George Jetson is alive. No, not literally, of course. But in the world of the famous 1960s TV series, set in 2062, George Jetson was forty years old. This means that the Jetson patriarch was born in 2022. For people of a certain age, this is depressing news. It’s a cartoon from childhood about the far future — and the far future is now here.
The year 2022, then, was one of ignominious milestones for humanity’s future in space. Though the year of the Jetsons is still far off, our society then will almost certainly not look anything like the show’s Orbit City. And there was another milestone, too: December 2022 marked fifty years since the last Apollo mission sent men to the Moon, an anniversary that seems to represent a colossal failure of science, technology, and progress.

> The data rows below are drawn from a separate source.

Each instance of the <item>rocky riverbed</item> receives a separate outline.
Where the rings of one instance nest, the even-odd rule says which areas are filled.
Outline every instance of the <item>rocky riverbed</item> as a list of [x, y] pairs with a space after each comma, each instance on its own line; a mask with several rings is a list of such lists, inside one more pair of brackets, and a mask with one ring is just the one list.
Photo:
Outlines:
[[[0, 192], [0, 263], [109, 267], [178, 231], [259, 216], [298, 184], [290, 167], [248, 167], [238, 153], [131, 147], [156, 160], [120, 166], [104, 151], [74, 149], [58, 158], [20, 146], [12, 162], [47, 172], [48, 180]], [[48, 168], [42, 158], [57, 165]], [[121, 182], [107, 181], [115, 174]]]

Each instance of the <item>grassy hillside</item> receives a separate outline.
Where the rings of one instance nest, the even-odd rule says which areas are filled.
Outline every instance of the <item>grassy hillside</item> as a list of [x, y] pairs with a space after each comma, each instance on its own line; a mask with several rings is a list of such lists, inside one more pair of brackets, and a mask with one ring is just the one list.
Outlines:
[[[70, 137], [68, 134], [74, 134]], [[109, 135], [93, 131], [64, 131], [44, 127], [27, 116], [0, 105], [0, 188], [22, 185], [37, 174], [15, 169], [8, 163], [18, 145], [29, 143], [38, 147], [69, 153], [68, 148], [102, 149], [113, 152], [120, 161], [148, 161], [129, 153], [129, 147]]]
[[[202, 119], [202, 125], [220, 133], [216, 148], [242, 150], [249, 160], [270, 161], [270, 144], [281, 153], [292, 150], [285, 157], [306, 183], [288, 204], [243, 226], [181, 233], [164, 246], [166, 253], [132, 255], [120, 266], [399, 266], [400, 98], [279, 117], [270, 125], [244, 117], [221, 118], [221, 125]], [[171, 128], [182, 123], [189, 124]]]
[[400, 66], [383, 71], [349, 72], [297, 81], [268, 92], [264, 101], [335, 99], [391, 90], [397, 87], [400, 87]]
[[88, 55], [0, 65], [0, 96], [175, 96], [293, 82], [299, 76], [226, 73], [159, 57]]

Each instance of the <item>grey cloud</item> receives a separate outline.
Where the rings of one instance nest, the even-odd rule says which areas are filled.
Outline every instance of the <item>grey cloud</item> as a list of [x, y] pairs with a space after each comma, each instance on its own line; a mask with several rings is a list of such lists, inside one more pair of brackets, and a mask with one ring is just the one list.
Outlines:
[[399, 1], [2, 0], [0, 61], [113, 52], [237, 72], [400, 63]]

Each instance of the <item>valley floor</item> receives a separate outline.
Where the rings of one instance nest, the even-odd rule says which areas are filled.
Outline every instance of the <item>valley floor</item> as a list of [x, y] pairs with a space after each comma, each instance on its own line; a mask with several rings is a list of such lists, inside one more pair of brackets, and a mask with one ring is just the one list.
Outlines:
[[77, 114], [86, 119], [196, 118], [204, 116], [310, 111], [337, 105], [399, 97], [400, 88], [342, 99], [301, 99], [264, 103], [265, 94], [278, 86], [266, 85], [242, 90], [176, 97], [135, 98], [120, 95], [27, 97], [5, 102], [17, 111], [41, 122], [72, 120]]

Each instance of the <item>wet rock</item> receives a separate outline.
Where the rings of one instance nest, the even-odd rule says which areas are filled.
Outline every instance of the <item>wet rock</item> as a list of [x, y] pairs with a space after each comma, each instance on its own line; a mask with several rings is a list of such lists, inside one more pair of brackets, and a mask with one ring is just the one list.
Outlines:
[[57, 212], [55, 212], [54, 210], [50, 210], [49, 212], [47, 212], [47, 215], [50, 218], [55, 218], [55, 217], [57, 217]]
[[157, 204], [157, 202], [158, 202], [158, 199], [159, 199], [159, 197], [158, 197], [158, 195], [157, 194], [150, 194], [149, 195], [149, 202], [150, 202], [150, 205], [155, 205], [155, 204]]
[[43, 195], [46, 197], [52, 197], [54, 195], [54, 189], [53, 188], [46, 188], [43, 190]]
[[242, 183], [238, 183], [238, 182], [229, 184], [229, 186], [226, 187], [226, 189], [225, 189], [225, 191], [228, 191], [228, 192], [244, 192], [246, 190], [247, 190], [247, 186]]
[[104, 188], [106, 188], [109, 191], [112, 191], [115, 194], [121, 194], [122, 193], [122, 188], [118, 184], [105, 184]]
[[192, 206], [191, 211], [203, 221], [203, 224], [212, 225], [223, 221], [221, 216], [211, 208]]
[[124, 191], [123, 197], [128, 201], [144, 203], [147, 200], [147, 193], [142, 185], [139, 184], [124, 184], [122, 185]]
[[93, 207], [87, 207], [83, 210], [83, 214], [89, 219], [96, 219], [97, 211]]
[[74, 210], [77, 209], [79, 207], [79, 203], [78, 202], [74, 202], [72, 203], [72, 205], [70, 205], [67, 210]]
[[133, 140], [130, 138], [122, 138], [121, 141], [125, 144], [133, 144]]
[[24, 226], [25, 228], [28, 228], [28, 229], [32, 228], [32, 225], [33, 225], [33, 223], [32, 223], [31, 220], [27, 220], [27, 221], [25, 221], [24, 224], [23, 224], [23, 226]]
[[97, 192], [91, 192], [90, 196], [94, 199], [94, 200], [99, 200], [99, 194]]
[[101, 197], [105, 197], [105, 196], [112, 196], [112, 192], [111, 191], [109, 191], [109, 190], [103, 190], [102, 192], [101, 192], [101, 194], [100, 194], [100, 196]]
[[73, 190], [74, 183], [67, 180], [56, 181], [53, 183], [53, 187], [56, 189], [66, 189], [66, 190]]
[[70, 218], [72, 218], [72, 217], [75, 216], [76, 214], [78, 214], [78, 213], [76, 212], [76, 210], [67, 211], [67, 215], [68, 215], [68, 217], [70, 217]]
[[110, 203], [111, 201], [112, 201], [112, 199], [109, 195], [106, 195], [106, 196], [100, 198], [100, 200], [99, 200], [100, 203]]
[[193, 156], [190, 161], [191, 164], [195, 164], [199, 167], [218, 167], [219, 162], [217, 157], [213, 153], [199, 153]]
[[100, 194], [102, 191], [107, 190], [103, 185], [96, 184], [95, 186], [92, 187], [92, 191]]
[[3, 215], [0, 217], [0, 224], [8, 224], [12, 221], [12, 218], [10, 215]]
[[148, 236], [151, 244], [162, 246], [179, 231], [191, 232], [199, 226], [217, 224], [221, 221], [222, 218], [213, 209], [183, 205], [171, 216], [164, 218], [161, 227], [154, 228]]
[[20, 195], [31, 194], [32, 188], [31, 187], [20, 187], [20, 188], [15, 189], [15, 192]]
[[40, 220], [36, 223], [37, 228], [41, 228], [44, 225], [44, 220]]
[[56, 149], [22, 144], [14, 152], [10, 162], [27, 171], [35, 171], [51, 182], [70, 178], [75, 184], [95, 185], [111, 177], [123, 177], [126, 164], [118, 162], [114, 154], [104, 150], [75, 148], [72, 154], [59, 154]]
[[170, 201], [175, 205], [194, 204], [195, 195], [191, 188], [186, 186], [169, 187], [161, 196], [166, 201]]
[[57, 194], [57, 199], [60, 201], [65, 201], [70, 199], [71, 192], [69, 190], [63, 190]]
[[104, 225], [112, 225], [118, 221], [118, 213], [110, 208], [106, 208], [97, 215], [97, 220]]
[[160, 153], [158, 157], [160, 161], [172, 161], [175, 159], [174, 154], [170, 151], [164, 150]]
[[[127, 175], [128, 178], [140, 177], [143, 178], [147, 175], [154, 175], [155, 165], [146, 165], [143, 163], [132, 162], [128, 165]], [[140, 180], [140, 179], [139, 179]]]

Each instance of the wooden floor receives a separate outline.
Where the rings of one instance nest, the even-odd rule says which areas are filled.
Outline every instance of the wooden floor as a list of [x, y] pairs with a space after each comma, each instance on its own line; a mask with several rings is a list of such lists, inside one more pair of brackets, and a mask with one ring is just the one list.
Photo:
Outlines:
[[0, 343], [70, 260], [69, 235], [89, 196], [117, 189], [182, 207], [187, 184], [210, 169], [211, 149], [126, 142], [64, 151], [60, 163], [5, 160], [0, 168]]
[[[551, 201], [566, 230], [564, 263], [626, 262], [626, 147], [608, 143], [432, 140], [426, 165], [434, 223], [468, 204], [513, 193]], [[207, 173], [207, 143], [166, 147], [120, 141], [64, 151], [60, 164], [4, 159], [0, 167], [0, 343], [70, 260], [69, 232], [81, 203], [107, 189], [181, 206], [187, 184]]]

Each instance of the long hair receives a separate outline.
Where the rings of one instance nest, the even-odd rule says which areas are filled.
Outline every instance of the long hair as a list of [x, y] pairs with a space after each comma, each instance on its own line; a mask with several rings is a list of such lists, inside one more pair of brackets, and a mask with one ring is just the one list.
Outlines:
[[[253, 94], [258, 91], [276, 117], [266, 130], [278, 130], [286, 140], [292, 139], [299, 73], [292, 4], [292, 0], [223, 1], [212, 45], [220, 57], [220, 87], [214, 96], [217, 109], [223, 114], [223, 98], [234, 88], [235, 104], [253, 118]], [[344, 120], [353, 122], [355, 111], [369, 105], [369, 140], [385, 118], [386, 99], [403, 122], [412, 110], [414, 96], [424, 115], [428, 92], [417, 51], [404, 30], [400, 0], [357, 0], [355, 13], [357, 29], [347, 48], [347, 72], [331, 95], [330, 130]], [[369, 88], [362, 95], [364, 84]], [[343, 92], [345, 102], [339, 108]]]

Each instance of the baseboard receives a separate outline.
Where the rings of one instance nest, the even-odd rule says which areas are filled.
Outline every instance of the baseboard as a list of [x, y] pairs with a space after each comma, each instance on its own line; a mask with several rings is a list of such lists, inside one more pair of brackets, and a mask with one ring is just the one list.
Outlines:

In early 1960s America, it was perfectly reasonable to imagine a world a century later with flying cars and permanent human space habitats. When Yuri Gagarin and John Glenn were orbiting Earth, you could forgive writers for their imaginations. The show was conceived during a period when people were breathtakingly optimistic about emerging technologies. But 2022 being the year of George Jetson’s “birth” is a funny yet startling reminder that such a future never came true. The cartoons many of us watched growing up with big dreams of the future have remained just that — cartoons and dreams. And people who were born after Gene Cernan and Harrison Schmitt took humanity’s last steps on the Moon are now old enough to have grandchildren.